The point of Sara's post IS primarily politics and electoral strategy, not legalisms. Within that framework, to evaluate her interpretation of the importance of the Hiss case for the conduct of US national elections over the ensuing 50 years, it doesn't much matter whether Hiss was actually guilty or not. The public largely accepted his guilt, and it is that which set the tone of political debate. On these points I have no quarrel with Sara.

Where she goes wrong -- woefully, monumentally wrong -- is in presuming that the Bush White House's vendetta against Wilson and outing of Plame, will ever or can ever resonate with the electorate even 10% as much as the purported crimes of Hiss and of HUAC's other targets who had held high posts in Democratic administrations.

Hiss, as Sara points out, was not convicted of being a spy. He was convicted of lying about being a spy (CP member). That distinction is a legal one, with little or no political significance.

I would think any liberal Democrat with an IQ in triple digits would instantly, viscerally recognize that fact. From the standpoint of electoral politics, Hiss counts as a traitor and a spy -- not just a liar.

After all, what high-level Administration figure was recently proven to have lied (and actually admitted having lied) under oath in a number of contexts that, under different circumstances, would surely have led to a perjury conviction?

Bill Clinton, of course. And what happened to him? Basically, nothing. And why nothing? Because of the SUBJECT MATTER and CONTEXT of his lies. He lied about his own sexual behavior. For that reason alone, when push came to shove, the general public judged his transgressions to be something much less the major political issue that various wingnuts and their fellow-travelers in the GOP-dominated House tried to turn it into.

As should be evident from my choice of words, I agree with the public's judgment on that point.
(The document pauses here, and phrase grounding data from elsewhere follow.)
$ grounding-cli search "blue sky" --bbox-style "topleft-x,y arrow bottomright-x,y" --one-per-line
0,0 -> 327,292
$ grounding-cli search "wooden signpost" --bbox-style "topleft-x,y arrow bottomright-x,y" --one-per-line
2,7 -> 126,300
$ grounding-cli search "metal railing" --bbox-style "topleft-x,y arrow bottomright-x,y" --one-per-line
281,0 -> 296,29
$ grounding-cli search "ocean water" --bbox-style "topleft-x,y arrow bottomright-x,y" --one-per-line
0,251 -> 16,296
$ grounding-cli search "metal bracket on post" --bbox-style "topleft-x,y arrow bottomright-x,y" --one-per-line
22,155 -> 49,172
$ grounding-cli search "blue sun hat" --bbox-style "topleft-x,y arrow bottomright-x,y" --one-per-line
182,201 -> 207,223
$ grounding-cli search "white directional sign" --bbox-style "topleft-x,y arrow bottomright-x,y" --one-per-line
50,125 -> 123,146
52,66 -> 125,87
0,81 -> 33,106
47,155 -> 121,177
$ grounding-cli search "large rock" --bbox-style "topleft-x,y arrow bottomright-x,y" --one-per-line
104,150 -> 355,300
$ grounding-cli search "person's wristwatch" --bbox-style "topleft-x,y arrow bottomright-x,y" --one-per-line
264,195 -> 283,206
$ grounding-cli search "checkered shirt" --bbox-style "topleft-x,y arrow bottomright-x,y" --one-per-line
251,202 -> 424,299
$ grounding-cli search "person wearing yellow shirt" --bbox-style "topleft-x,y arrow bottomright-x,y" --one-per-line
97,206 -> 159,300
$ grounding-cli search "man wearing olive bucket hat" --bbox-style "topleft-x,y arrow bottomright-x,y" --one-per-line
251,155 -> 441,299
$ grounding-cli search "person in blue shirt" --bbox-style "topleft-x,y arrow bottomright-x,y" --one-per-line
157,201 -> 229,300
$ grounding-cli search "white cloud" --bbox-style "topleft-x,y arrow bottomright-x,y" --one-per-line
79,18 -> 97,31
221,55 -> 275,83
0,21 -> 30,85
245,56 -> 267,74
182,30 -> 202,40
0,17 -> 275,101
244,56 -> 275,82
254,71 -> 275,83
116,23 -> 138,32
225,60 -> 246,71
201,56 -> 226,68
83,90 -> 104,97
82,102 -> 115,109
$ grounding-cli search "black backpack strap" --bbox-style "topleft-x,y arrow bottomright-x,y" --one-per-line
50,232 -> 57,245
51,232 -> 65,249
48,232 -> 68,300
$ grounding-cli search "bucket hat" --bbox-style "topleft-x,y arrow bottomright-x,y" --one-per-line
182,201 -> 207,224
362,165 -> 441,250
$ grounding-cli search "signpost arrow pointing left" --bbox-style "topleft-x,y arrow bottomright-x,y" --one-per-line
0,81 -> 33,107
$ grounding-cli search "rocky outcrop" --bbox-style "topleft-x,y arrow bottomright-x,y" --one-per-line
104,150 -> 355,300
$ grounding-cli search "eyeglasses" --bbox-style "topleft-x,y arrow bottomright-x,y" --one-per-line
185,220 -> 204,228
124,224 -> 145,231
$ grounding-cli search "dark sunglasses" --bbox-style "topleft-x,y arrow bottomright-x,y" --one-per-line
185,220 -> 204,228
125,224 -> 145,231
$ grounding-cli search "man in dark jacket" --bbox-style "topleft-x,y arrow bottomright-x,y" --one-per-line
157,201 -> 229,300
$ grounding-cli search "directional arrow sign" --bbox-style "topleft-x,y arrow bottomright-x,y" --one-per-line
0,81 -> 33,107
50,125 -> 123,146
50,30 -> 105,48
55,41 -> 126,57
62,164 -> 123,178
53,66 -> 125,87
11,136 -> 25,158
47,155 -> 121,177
The principle that's been established here is, if you're caught lying in a public-policy context, the degree of political impact depends first and foremost on what it is you lied about. The electorate is neither stupid nor trapped within legal formalities; they naturally look mainly at big picture.

OK, so the White House vendetta against Wilson and his wife was ugly...and worse. Outing a CIA agent for political purposes is hardly what Joe Voter would expect from a patriotic president, vice president, or vice president's chief of staff.

Still, compared with giving nuclear secrets to the Commies, it's pretty small potatoes.

Remember too that Hiss's trial happened right around the time the Russians exploded their first A-bomb (which, presumably, every American at that time assumed was rightfully ours alone, and would remain ours alone more or less forever); and only a few years after the Russians, our supposed allies in WWII, had turned around and seized half of Europe, and made plenty of noise that they were on the point of invading the other half at any moment; and just a few years later, the Russians smacked the American ego yet again by beating us into space with Sputnik.

From a political standpoint, these events were far more threatening to the American sense of security and faith in our future, than anything that has come or is likely to come out of the Iraq misadventure.

Bottom line: the Libby conviction and the despicable behavior that led to it definitely should be utilized within an electoral strategy aimed at taking votes and seats away from Republicans (and from anyone who supported the Iraq war or Bush).

But thinking it has the potential to become a defining moment for how Americans will perceive the relative patriotism of Republicans versus Democrats over a decade or longer, is, in a word, insane.